猫とキミとわたしと希望の春
さらさらさらら
穏やかな春の風が吹きます
それをわたしは穏やかな心地で受けています
いろいろ訳があって黒猫のあなたとキミとわたしは、新天地にやってきました
前よりも交通の便は悪くなりましたが
自然豊かなこの地は何処か心地がとても良いのです
この間はすごい雪も降りました
初めての雪掻きは楽しかったものの
次の日はキミとわたしはひどい筋肉痛
それはそれは二人して悶えました
「なーん?」
黒猫のあなたは不思議そうにぷるぷる震えて動くキミを見ていましたよ
「にゃあ~」
―気持ちいい~
「そうねえ」
とわたし
木々を揺らす風はとても穏やかです
春の訪れを肌で感じます
家がぽつぽつ並ぶ道を歩けば
各家庭の桜の木が芽吹いていく様子が日々分かります
「にゃあん~!」
―春の匂い~!
「そうね。
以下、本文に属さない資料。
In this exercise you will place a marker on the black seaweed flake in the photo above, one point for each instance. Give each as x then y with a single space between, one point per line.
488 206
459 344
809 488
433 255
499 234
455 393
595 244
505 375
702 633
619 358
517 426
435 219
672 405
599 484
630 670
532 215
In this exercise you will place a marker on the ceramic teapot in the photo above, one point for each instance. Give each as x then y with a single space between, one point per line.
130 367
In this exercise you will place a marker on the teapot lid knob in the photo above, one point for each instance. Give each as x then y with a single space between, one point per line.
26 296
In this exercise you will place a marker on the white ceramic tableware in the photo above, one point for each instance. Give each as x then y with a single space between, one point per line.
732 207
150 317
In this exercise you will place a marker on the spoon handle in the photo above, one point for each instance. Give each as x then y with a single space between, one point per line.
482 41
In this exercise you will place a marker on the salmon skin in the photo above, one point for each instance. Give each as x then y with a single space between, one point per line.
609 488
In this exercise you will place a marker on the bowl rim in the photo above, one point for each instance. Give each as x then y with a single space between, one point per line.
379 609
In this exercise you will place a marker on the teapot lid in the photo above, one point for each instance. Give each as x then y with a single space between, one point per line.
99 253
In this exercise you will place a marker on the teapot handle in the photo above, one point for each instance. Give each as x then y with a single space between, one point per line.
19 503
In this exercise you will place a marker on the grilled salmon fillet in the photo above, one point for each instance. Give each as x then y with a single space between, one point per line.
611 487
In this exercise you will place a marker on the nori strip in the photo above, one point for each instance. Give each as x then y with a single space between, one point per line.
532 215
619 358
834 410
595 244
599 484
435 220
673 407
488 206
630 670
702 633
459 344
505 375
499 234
春ってこんな薫りなのね」
わたしも微笑みます
腕の中で黒猫のあなたは大きく伸びをしました
そしてちょんとわたしの腕から降りると
モンシロチョウを追いかけて
一生懸命ジャンプしてじゃれています
「はっくしょーん!」
と盛大にクシャミをするキミ
このご時世、マスクが個人の判断に委ねられても
キミはどうやら必須の様です
だって……
「はっくちょーん!」
「……立派な花粉症デビューね」
わたしは苦笑してキミにポケットティッシュを差し出します
「きみが羨ましいよ」
半分以上濁音が混じった声でキミが恨めし気に言いました
「にゃあん?」
―声、へーん
モンシロチョウを追いかけるのを諦めた黒猫のあなた
キミを見て笑う様に鳴きます
軽やかなわたしの声が風に乗って響きます
今年の春は希望に満ちています
自信を持ってそう友人たちに言いたいです
キミもそんなわたしを見て寄り添ってくれました
春の日差しと
あったかな黒猫のあなたとキミの温もり
新しい住処には桜の吊るし飾りが
穏やかな風に吹かれて揺れています……
久しぶりです。
三寒四温とはよく言います。
皆さんの所はもう春ですか?
それともまだまだ春の足音は遠いですか?
くれぐれも体調等にお気を付けくださいな。
黒猫のあなたが何処からか、皆さんの事を見守っていますから。
穏やかな春が皆さんに所にも訪れますように……。